Dive Brief:
- A federal appeals court granted a motion for administrative stay of the Securities and Exchange Commission’s recently finalized climate risk disclosure rule on Friday. The ruling was in response to a petition filed by Colorado-based Liberty Energy, the U.S. Chamber of Commerce and the states of Mississippi, Louisiana and Texas.
- The motion to stay was filed March 8 in the U.S. Fifth Circuit of Appeals, arguing the rule violates the “major questions” doctrine, violates the First Amendment and “is arbitrary and capricious” and “not supported by substantial evidence.” While the SEC argued in its March 13 response that a stay was premature and the petitioners hadn’t shown a stay is warranted, the court’s three-judge panel paused the rule’s implementation March 15.

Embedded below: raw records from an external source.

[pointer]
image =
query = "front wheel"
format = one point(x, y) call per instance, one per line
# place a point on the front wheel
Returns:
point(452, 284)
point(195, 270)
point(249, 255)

- Liberty Energy’s case — which was combined with a petition in the same court from the Texas Alliance of Energy Producers and Domestic Energy Producers Alliance — is one of at least four challenges to the rule throughout the country, but the first to receive court action.
Dive Insight:
Liberty Energy, an onshore oil and natural gas services provider, co-filed its suit with Nomad Proppant Services, a company that produces sand for hydraulic fracturing. Louisiana, Texas and Florida joined the suit next, before the pair of Big Oil trade groups added their names to Liberty Energy’s suit. The Chamber of Commerce added its name, along with the Texas Association of Business and the Longview Chamber of Commerce, a day before the motion was granted.

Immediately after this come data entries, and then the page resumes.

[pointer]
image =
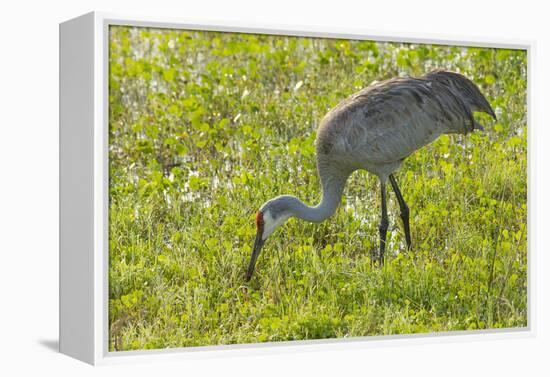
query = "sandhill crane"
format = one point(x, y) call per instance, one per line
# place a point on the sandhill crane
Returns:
point(376, 129)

The order was decided by Fifth Circuit Judges Edith Jones, Patrick Higginbotham and Cory Wilson. The judges have not weighed in on the arguments in either side’s filings in either its motion compelling the SEC to respond to the filing or its motion granting the administrative stay.
However, a challenge must meet four legal thresholds for granting a stay pending review, as a petitioner must show: They are likely to succeed on the merits; the applicant will face irreparable injury without a stay; if the issuance of the stay will “substantially injure” other interested parties; and “where the public interest lies.”

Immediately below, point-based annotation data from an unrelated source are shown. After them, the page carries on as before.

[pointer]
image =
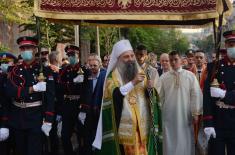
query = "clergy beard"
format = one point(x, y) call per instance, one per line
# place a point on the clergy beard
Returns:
point(128, 70)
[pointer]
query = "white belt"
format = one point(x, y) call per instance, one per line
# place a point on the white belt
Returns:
point(27, 105)
point(224, 106)
point(72, 97)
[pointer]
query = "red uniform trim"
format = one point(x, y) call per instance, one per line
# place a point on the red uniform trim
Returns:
point(84, 106)
point(4, 118)
point(209, 117)
point(27, 42)
point(49, 113)
point(18, 92)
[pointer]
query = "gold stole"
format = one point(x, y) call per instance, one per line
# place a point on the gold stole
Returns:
point(135, 115)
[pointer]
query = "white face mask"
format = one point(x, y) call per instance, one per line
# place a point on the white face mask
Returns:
point(231, 52)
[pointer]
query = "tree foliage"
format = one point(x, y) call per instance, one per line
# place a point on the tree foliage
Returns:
point(17, 11)
point(207, 44)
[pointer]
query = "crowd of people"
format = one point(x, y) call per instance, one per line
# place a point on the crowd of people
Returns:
point(126, 103)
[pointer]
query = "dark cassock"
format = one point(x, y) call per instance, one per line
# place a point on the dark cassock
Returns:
point(219, 101)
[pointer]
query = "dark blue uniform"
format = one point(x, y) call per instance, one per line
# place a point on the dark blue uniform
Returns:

Liberty Energy and its co-filers argued the SEC — which excluded requirements for scope 3 disclosures and slimmed parameters for scope 1 and scope 2 emissions reporting in its final rule — has “no clear authority” to provide climate disclosures.
“The rule is unique in the history of the SEC,” Liberty Energy said. “Never before has it claimed the power to demand such broad ‘climate’-related disclosures, which will occupy a significant portion of public companies’ SEC filings and subject them to increased enforcement and litigation.”
The SEC said in its response that emergency relief would not be appropriate, because Liberty Energy’s “asserted harms are not immediate.” The agency said the rule has not yet been published in the Federal Register, which would officially start a 60-day countdown to the rule’s implementation, and have extended compliance dates, as the first disclosures would not be required until fiscal year 2026.
The SEC filed another response to Liberty Energy less than a half hour after the court granted the stay order. The March 15 filing from the agency reiterated its belief that the claims for immediate relief are improper because there is no urgency for the company to report. The SEC also noted that Liberty Energy is the only public company seeking relief in the case, and it already disclosed climate-related risks in its most recent annual report. The agency also said its most recent report makes no mention of Nomad, despite Liberty Energy claiming both companies suffer compliance costs from the rule in tracking its scope 1 and scope 2 emissions.
The SEC is also facing challenges to the rule from environmental group Sierra Club, 10 Republican-led states and the Ohio Bureau of Workers’ Compensation. The Sierra Club is the only of the four to seek to uphold the rule, while challenging its pared down emissions reporting requirements.
The Ohio Bureau of Workers’ Compensation was joined in its suit by Kentucky and Tennessee and their respective attorneys general. At a House Financial Services Committee field hearing in Lebanon, Tennessee on Monday, Whitney Hermandorfer, director of the strategic litigation unit in the state’s attorney general office, said the final rule was decorated with “materiality ribbons,” quoting SEC Commissioner Hester Peirce’s dissent. Hermandorfer said Tennessee and other states “mobilized swiftly to fight this rule.”
An SEC spokesperson previously told ESG Dive the agency believes its rulemaking process abided by the Administrative Procedure Act and was consistent with its authorities. The spokesperson said the agency “will vigorously defend the final climate risk disclosure rules in court.”